Дина Рубина - Русская канарейка. Голос
Только Шаули, простодушный друг, к которому он переехал «пожить» на неопределенное время, но избегал говорить о своих делах, уходил из дому по утрам и пропадал до позднего вечера, а иногда и возвращался под утро, — только лицо Шаули осталось в памяти естественным: ни притворного сочувствия, ни натужной приветливости.
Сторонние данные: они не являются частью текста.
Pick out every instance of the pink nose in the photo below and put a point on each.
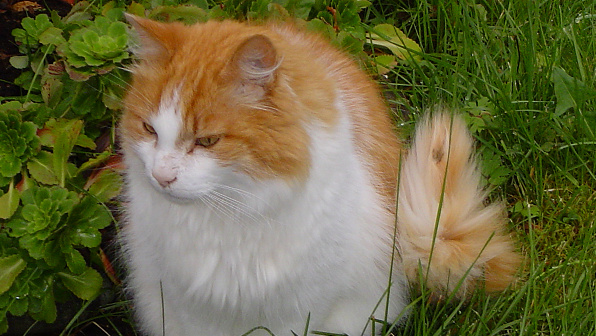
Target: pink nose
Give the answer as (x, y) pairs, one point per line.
(164, 176)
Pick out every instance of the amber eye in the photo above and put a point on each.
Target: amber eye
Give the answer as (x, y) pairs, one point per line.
(207, 141)
(149, 128)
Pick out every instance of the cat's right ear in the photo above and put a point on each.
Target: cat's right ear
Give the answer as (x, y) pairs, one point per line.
(150, 39)
(256, 60)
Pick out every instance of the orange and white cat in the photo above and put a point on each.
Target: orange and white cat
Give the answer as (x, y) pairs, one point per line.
(262, 171)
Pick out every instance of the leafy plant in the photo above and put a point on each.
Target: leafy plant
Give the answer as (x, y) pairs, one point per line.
(18, 143)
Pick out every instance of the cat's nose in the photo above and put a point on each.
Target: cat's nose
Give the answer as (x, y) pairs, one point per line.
(164, 177)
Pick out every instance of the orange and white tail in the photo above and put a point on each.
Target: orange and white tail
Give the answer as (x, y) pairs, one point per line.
(448, 236)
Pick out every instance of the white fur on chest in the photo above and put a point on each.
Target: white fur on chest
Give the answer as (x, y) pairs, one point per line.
(268, 255)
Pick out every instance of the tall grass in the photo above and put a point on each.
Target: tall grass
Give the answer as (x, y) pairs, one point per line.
(515, 66)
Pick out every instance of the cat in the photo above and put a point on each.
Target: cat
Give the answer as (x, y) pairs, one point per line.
(261, 183)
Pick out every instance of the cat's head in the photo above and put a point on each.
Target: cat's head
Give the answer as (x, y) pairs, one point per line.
(213, 103)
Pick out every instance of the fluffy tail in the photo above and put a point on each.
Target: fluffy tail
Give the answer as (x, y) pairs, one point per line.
(447, 234)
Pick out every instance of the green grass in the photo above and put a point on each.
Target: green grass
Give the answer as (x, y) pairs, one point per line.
(525, 73)
(516, 66)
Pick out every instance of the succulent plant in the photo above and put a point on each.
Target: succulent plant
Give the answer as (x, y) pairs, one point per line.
(18, 143)
(102, 43)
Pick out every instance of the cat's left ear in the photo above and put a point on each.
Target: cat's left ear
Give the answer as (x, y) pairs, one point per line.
(155, 39)
(256, 61)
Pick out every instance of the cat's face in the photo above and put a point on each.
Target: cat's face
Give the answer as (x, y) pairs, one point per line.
(208, 106)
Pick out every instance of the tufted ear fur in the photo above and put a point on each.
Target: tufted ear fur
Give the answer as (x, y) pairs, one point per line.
(153, 39)
(255, 62)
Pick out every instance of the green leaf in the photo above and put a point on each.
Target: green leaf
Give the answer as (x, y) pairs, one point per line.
(52, 35)
(9, 202)
(394, 39)
(18, 142)
(66, 133)
(10, 267)
(85, 285)
(75, 261)
(41, 168)
(384, 63)
(47, 311)
(106, 186)
(19, 62)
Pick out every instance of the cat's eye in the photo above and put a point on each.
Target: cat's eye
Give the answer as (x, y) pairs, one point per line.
(149, 128)
(207, 141)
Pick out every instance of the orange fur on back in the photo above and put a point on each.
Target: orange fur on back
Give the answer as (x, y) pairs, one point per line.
(255, 83)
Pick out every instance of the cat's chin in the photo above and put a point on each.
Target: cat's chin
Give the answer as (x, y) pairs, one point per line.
(177, 197)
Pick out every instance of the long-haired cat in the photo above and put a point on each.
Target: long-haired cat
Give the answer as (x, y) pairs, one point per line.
(262, 174)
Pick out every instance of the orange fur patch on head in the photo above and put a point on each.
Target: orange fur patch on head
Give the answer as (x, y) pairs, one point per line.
(241, 82)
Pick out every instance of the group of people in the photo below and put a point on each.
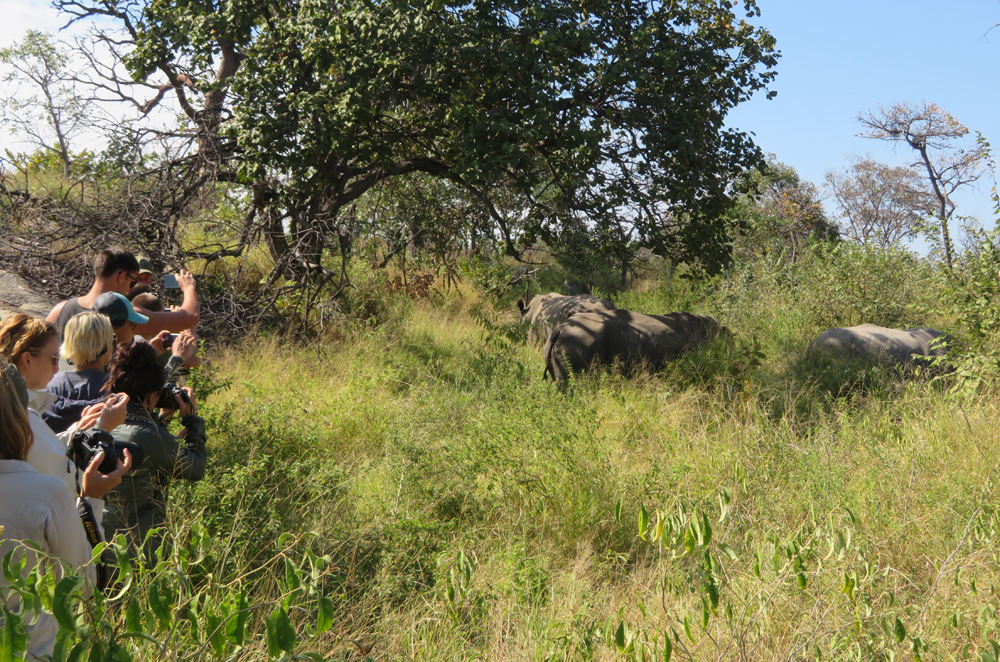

Впрочем, в тот период Шаули и сам был чертовски занят в одной операции, то и дело исчезал, а вернувшись, просто заваливался спать, ничего не рассказывая и не объясняя. Друг с другом они общались короткими бытовыми фразами или оставляли записки: «Хорошо бы хлеба купить», или: «Хумус кончился».
И еще — Иммануэль.
В тот поздний вечер, когда небритый, обросший, нечесаный, провонявший специфическим запахом заведения Леон примчался к нему на мотоцикле и, ворвавшись в спальню, прямо с порога всё вывалил, старик глянул на него поверх очков и невозмутимо предложил… выпить.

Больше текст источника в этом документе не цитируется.